From Eigenvector Research Documentation Wiki
Revision as of 09:02, 29 October 2009 by imported>Jeremy
Jump to navigation Jump to search

Purpose

Box plot showing various statistical properties of a data matrix.

Synopsis

boxplot(x,cls);
boxplot(ax,x,cls);
boxplot(ax,x,cls, ...);
boxplot(...,param1,val1,param2,val2,...);
boxplot(...,options);

Description

Generates a "box plot" which includes a box indicating the inner 50th percentile of the data, whiskers showing data range, and mean and median shown as points.

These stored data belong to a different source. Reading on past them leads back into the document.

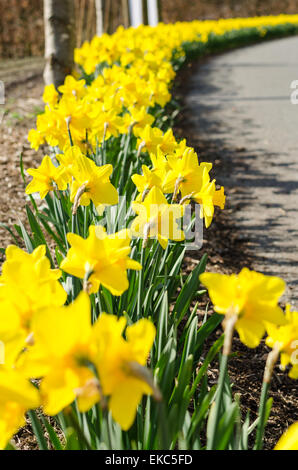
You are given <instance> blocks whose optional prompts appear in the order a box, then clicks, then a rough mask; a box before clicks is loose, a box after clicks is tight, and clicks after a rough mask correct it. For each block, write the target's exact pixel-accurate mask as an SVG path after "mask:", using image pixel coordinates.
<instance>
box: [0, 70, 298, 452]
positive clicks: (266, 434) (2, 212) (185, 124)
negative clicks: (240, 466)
mask: <svg viewBox="0 0 298 470" xmlns="http://www.w3.org/2000/svg"><path fill="white" fill-rule="evenodd" d="M191 71H192V67H191V66H189V67H187V68H185V69H184V70H183V71H182V72H181V73H180V75H179V77H178V80H177V87H176V90H175V94H176V96H177V97H178V98H179V100H180V103H182V105H183V96H185V93H186V90H187V78H188V77H189V76H190V74H191ZM14 75H15V74H14V73H12V74H11V77H10V80H9V82H8V86H7V87H6V104H5V106H4V107H5V116H4V119H3V121H2V124H1V126H2V133H1V136H0V174H1V182H2V191H1V193H0V221H1V222H3V223H6V224H8V225H10V226H12V224H13V223H16V222H17V221H18V219H19V218H20V219H21V220H22V221H23V222H25V221H26V216H25V211H24V206H25V202H26V200H25V195H24V185H23V182H22V179H21V176H20V170H19V155H20V153H21V152H23V159H24V164H25V168H29V167H30V166H36V163H37V162H38V161H40V157H41V152H39V153H36V152H35V151H34V150H31V149H30V146H29V144H28V142H27V133H28V130H29V129H30V128H31V127H33V126H34V124H35V119H36V113H37V112H38V111H39V110H40V109H41V108H42V101H41V99H40V97H41V95H42V90H43V82H42V68H41V67H40V68H39V71H38V70H35V71H34V73H32V75H30V74H29V75H27V76H25V79H22V80H21V81H20V82H19V83H15V78H14ZM0 80H1V71H0ZM0 111H1V107H0ZM180 117H181V118H180V120H179V122H177V124H176V130H175V132H176V135H180V136H181V137H186V138H187V140H188V144H189V145H192V146H194V147H195V148H196V149H198V150H199V155H200V159H201V160H206V161H211V162H212V163H213V164H214V173H215V174H216V176H217V180H218V181H219V182H220V179H221V175H223V174H229V172H230V171H232V168H231V167H228V166H227V164H226V163H224V161H225V162H226V159H223V158H222V156H223V152H225V149H222V148H220V149H219V148H216V147H215V146H214V144H212V145H210V144H209V143H208V142H206V141H201V140H200V136H199V135H198V134H197V130H196V129H193V128H192V127H191V119H190V116H187V110H186V109H183V110H182V112H181V113H180ZM240 150H241V149H239V151H240ZM235 158H237V154H236V155H235ZM231 160H232V158H231ZM11 242H12V239H11V237H10V235H9V234H8V233H7V232H6V231H5V230H3V229H2V228H0V247H1V246H2V247H5V246H7V244H9V243H11ZM202 252H207V253H208V270H209V271H218V272H224V273H231V272H238V271H239V269H240V268H241V267H243V266H248V267H250V266H251V262H252V260H251V259H250V257H249V255H248V249H247V246H246V242H245V240H243V239H242V238H241V234H239V233H237V230H236V227H235V226H234V224H233V212H232V211H231V210H230V209H229V208H227V209H225V210H224V211H217V213H216V217H215V219H214V222H213V223H212V226H211V227H210V229H208V232H207V233H206V234H205V240H204V246H203V248H202V251H201V252H199V253H198V258H200V257H201V253H202ZM2 259H3V257H2V258H1V254H0V261H1V260H2ZM186 261H187V263H188V270H190V269H191V268H192V267H193V266H194V264H195V263H196V262H197V261H196V260H195V259H194V256H193V253H191V252H190V256H189V257H188V258H187V259H186ZM207 303H208V298H207V296H204V297H203V298H202V302H201V310H202V312H204V311H205V308H206V305H207ZM219 334H220V331H218V332H216V333H215V335H214V338H211V341H212V339H213V340H214V339H215V337H216V336H217V335H219ZM233 352H234V356H233V358H232V359H231V360H230V364H229V370H230V376H231V381H232V383H233V384H234V385H233V390H234V392H235V393H239V394H240V399H241V404H242V407H243V413H245V412H246V411H248V410H249V411H250V415H251V419H252V420H253V419H254V418H255V417H256V412H257V407H258V400H259V396H260V386H261V381H262V374H263V370H264V365H265V360H266V356H267V353H268V349H267V348H266V346H264V345H263V344H262V345H260V346H259V347H258V348H257V349H254V350H249V349H247V348H245V347H244V346H243V345H242V344H241V343H240V341H239V340H238V339H237V338H235V340H234V343H233ZM217 376H218V368H217V366H216V364H215V365H214V367H213V368H212V369H211V370H210V372H209V385H210V386H212V385H213V384H214V383H216V380H217ZM270 395H271V396H272V397H273V400H274V403H273V409H272V413H271V417H270V419H269V423H268V427H267V430H266V440H265V448H266V449H272V448H273V446H274V444H275V443H276V442H277V440H278V438H279V437H280V435H281V434H282V433H283V432H284V430H285V429H286V428H287V426H288V425H289V424H291V423H292V422H294V421H297V420H298V412H297V410H298V406H297V405H298V396H297V387H296V384H295V382H294V381H292V380H290V379H289V378H288V376H287V375H286V374H285V373H284V372H281V371H280V370H279V368H278V367H276V368H275V373H274V377H273V381H272V387H271V392H270ZM16 443H17V445H18V447H19V448H21V449H24V450H26V449H35V448H36V440H35V438H34V436H33V433H32V430H31V428H30V425H28V426H26V428H23V429H22V430H20V432H19V433H18V434H17V436H16Z"/></svg>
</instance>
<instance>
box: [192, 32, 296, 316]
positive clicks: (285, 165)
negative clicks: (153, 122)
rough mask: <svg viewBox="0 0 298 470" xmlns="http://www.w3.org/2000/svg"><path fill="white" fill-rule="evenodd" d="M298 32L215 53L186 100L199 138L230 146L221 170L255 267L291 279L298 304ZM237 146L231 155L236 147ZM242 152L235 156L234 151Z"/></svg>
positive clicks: (294, 301) (290, 287)
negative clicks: (227, 167)
mask: <svg viewBox="0 0 298 470" xmlns="http://www.w3.org/2000/svg"><path fill="white" fill-rule="evenodd" d="M294 80H298V37H291V38H287V39H281V40H275V41H271V42H266V43H262V44H258V45H255V46H250V47H246V48H242V49H238V50H236V51H232V52H229V53H225V54H223V55H219V56H217V57H214V58H211V59H208V60H207V61H206V62H204V63H203V64H201V65H199V67H198V69H197V71H196V72H195V73H194V74H193V75H192V77H191V79H190V85H189V91H188V94H187V97H186V101H185V104H186V107H187V109H188V111H189V112H190V113H191V116H192V120H193V122H192V125H193V126H194V128H195V129H196V130H197V132H198V134H199V137H200V139H203V140H209V141H214V143H215V144H216V146H217V147H218V148H220V147H222V148H224V149H225V151H224V154H225V157H224V158H226V159H229V164H230V166H229V168H230V171H229V174H226V175H224V176H223V178H222V177H221V176H220V181H219V180H218V182H219V183H220V184H223V185H224V186H225V187H226V191H227V195H228V199H227V207H228V209H229V208H230V209H231V210H232V213H233V219H234V220H233V223H234V226H235V230H237V231H238V232H239V236H240V237H243V239H245V240H246V241H247V245H248V247H249V250H250V252H251V254H253V268H254V269H256V270H258V271H261V272H264V273H266V274H273V275H279V276H281V277H283V278H284V279H285V281H286V282H287V283H288V288H287V292H286V295H285V296H284V298H283V300H284V301H287V302H291V304H292V305H293V306H295V307H296V308H298V104H296V105H294V104H292V103H291V94H292V92H293V89H291V83H292V82H293V81H294ZM229 150H230V154H229ZM235 152H236V153H237V158H236V159H235V161H234V160H233V158H234V157H233V155H235Z"/></svg>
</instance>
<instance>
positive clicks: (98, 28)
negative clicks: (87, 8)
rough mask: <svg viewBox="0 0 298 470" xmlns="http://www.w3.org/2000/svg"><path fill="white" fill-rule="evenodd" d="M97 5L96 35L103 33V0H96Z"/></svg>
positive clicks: (96, 4)
mask: <svg viewBox="0 0 298 470" xmlns="http://www.w3.org/2000/svg"><path fill="white" fill-rule="evenodd" d="M95 7H96V35H97V36H101V35H102V34H103V0H95Z"/></svg>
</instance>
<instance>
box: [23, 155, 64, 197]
mask: <svg viewBox="0 0 298 470" xmlns="http://www.w3.org/2000/svg"><path fill="white" fill-rule="evenodd" d="M27 173H28V174H29V175H30V176H33V180H32V181H31V183H29V184H28V186H27V188H26V194H32V193H39V194H40V197H41V199H43V198H44V197H45V196H46V195H47V194H48V192H50V191H53V190H54V189H56V188H58V189H59V190H60V191H64V190H65V189H66V188H67V183H68V177H67V175H66V173H65V171H64V168H63V167H61V166H59V167H56V166H54V165H53V163H52V161H51V159H50V157H49V156H48V155H46V156H45V157H44V158H43V160H42V162H41V165H40V166H39V167H38V168H36V169H33V168H30V169H29V170H27Z"/></svg>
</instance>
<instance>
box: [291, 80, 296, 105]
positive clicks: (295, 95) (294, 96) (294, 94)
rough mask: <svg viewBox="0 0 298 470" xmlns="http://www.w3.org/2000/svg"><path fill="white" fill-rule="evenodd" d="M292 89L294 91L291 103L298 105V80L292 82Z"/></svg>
mask: <svg viewBox="0 0 298 470" xmlns="http://www.w3.org/2000/svg"><path fill="white" fill-rule="evenodd" d="M291 88H292V89H293V90H294V91H292V93H291V103H292V104H298V80H293V81H292V83H291Z"/></svg>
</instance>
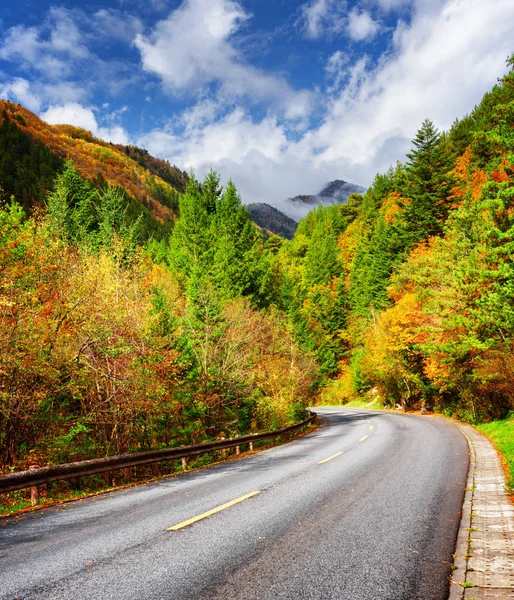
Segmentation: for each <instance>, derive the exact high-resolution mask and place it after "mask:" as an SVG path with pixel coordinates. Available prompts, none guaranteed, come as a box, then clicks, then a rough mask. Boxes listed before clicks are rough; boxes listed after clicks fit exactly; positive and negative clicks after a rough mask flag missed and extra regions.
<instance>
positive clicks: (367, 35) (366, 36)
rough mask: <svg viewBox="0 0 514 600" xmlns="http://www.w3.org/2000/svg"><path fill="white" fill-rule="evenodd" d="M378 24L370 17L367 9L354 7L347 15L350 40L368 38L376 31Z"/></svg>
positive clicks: (377, 32) (366, 38) (375, 31)
mask: <svg viewBox="0 0 514 600" xmlns="http://www.w3.org/2000/svg"><path fill="white" fill-rule="evenodd" d="M379 28H380V26H379V24H378V22H377V21H374V20H373V19H372V18H371V15H370V13H369V12H368V11H367V10H361V11H359V10H358V9H357V8H354V9H353V10H352V11H351V12H350V14H349V16H348V34H349V36H350V37H351V39H352V40H355V41H358V42H362V41H364V40H370V39H372V38H374V37H375V35H376V34H377V33H378V30H379Z"/></svg>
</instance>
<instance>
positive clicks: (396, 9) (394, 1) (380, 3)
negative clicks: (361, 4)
mask: <svg viewBox="0 0 514 600" xmlns="http://www.w3.org/2000/svg"><path fill="white" fill-rule="evenodd" d="M375 1H376V2H377V4H378V5H379V6H380V7H381V8H382V9H383V10H385V11H392V10H398V9H401V8H403V7H404V6H409V5H410V6H412V5H413V4H414V3H415V0H375Z"/></svg>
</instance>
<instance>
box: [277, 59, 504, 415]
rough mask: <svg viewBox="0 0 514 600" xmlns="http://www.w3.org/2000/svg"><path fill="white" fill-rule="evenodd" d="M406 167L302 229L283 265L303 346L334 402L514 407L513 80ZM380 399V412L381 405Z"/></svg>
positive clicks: (437, 139) (427, 124) (407, 404)
mask: <svg viewBox="0 0 514 600" xmlns="http://www.w3.org/2000/svg"><path fill="white" fill-rule="evenodd" d="M509 64H510V67H511V72H510V73H509V74H508V75H507V76H506V77H505V78H504V79H503V80H502V81H501V82H500V83H499V84H498V85H496V86H495V87H494V89H493V90H492V91H491V92H489V93H487V94H486V95H485V97H484V98H483V100H482V102H481V103H480V105H479V106H477V107H476V108H475V110H474V111H473V112H472V113H471V114H470V115H468V116H466V117H465V118H463V119H462V120H456V121H455V123H454V124H453V126H452V128H451V130H450V131H449V132H448V133H443V134H440V133H439V132H438V131H437V130H436V129H435V127H434V125H433V124H432V122H431V121H430V120H428V119H427V120H426V121H425V122H424V123H423V124H422V125H421V128H420V129H419V131H418V133H417V135H416V137H415V139H414V140H413V147H412V150H411V152H410V153H409V155H408V160H407V162H406V163H405V164H400V163H398V164H397V165H396V166H395V167H393V168H391V169H390V170H389V172H388V173H385V174H379V175H377V176H376V178H375V180H374V182H373V185H372V186H371V187H370V188H369V189H368V190H367V192H366V193H365V194H364V196H360V195H353V196H351V197H350V199H349V201H348V204H346V205H343V206H341V207H328V208H323V207H320V208H318V209H316V210H315V211H313V212H311V213H310V214H309V215H308V217H307V218H306V219H304V220H303V221H302V222H301V223H300V225H299V227H298V230H297V233H296V236H295V238H294V240H293V241H292V242H291V243H290V244H284V246H283V247H282V249H281V252H280V262H281V264H282V268H283V272H284V274H285V277H284V281H285V282H287V287H288V294H287V295H286V296H285V297H284V305H283V306H284V309H285V310H287V311H288V313H289V315H290V318H291V321H292V323H293V326H294V330H295V335H296V336H297V339H299V340H301V343H302V344H304V345H306V346H308V347H310V348H312V349H313V350H315V351H316V353H317V356H318V360H319V362H320V365H321V370H322V372H323V373H325V374H327V375H329V376H330V377H334V378H335V379H334V381H333V382H331V383H329V384H328V385H327V386H326V388H325V390H324V397H325V399H326V400H329V401H332V402H345V401H347V400H349V399H352V398H355V397H357V396H359V395H362V394H366V393H368V392H371V398H376V397H377V396H378V397H380V398H381V399H382V400H383V401H384V402H385V403H386V404H389V405H396V404H399V405H401V406H402V407H403V408H405V409H407V408H412V407H420V406H427V407H430V408H433V407H437V408H439V409H442V410H445V411H448V412H457V413H458V414H459V415H460V416H462V417H469V418H474V419H479V418H481V417H485V416H495V417H501V416H504V415H505V414H506V413H507V412H508V411H509V409H512V408H513V407H514V354H513V351H514V345H513V340H514V338H513V334H514V266H513V257H514V256H513V254H514V237H513V236H514V184H513V183H514V180H513V176H514V170H513V169H514V74H513V72H512V66H513V64H514V63H513V60H512V59H511V60H510V61H509ZM371 398H370V399H371Z"/></svg>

Each column of the supplied data matrix, x, is plotted as a separate box/whisker set.

boxplot

The following features are included for each column:

  • top and bottom of the box are the 25th and 75th percentiles Q(0.25) and Q(0.75) with IQR = Q(0.75)-Q(0.25). ['Tag'='Box']
  • dot inside the box is the mean ['Tag' = 'Mean'].
  • horizontal line inside the box is the median ['Tag' = 'Median'].
  • The whiskers extend to the most extreme data points not considered outliers i.e.:
    • Sh = the highest point < Q(0.75)+qrtlim*IQR ['Tag' = 'Upper Adjacent Value'] and
    • Sl = the lowest point > Q(0.25)-qrtlim*IQR ['Tag' = 'Lower Adjacent Value']].

Outliers are determined and plotted using the following rules:

  • values > Q(0.75)+qrtlim*IQR and <= Q(0.75)+qrtlimx*IQR are plotted with an open circle ['Tag' = 'Outliers'].
  • values > Q(0.75)+qrtlimx*IQR are plotted with a closed circle ['Tag' = 'OutliersX'].
  • values <= Q(0.25)-qrtlim*IQR and > Q(0.25)-qrtlimx*IQR are plotted with an open circle['Tag' = 'Outliers'].
  • values <= Q(0.25)-qrtlimx*IQR are plotted with a closed circle ['Tag' = 'OutliersX'].
  • The default is qrtlim = 1.5 and qrtlimx = 3 (see options below).

For ease of handle graphics manipulation, the axes children have been given tag names as defined in the [ ] above.

Inputs

  • x = MxN matrix of class 'double' or 'dataset'
For boxplot(x), N boxes corresponding to columns are plotted.

Optional Inputs

  • cls = flag / indicator variable governing how the data are grouped or classed. cls can be numeric, cell or character array. If numeric or cell, cls must have as many elements as (x) OR contain N elements. If a character array, it must have as many rows as (x) has elements OR contain N rows. cls and (options) are not input together. For boxplot(x,cls), length(unique(cls)) boxes are plotted. If cls has N elements, N boxes corresponding to columns are plotted. If cls has as many elements as (x), then length(unique(cls)) boxes are plotted.
  • ax = target axes handle to plot to. For boxplot(ax,x,cls), the plot will be a child of (ax).

Outputs

  • s = 6xN matrix of results. The rows of s correspond to [Sl; Q(0.25); Q(0.5); Q(0.75); Sh; mean].

Options

options = a structure array with the following fields:

For boxplot(...,param1,val1,param2,val2,...), the parameter names and values must correspond to the options fields and values given below.
  • useclass: [{'yes'} | 'no'], when (x) is a DataSet object:
options.useclass = 'yes' will use x.label{2} as the tick label when length(unique(cls))==N, otherwise if N==1 then x.classid{1} will be used.
  • prctlo: [0.25] low percentile {default = 0.25 for 25th percentile}
  • prcthi: [0.75] high percentile {default = 0.75 for 75th percentile}
  • qrtlim: [1.5] limit for defining outliers
  • qrtlimx: [3] limit for defining extreme outliers
  • boxwidth: [0.45] box width

See Also

hline, plotgui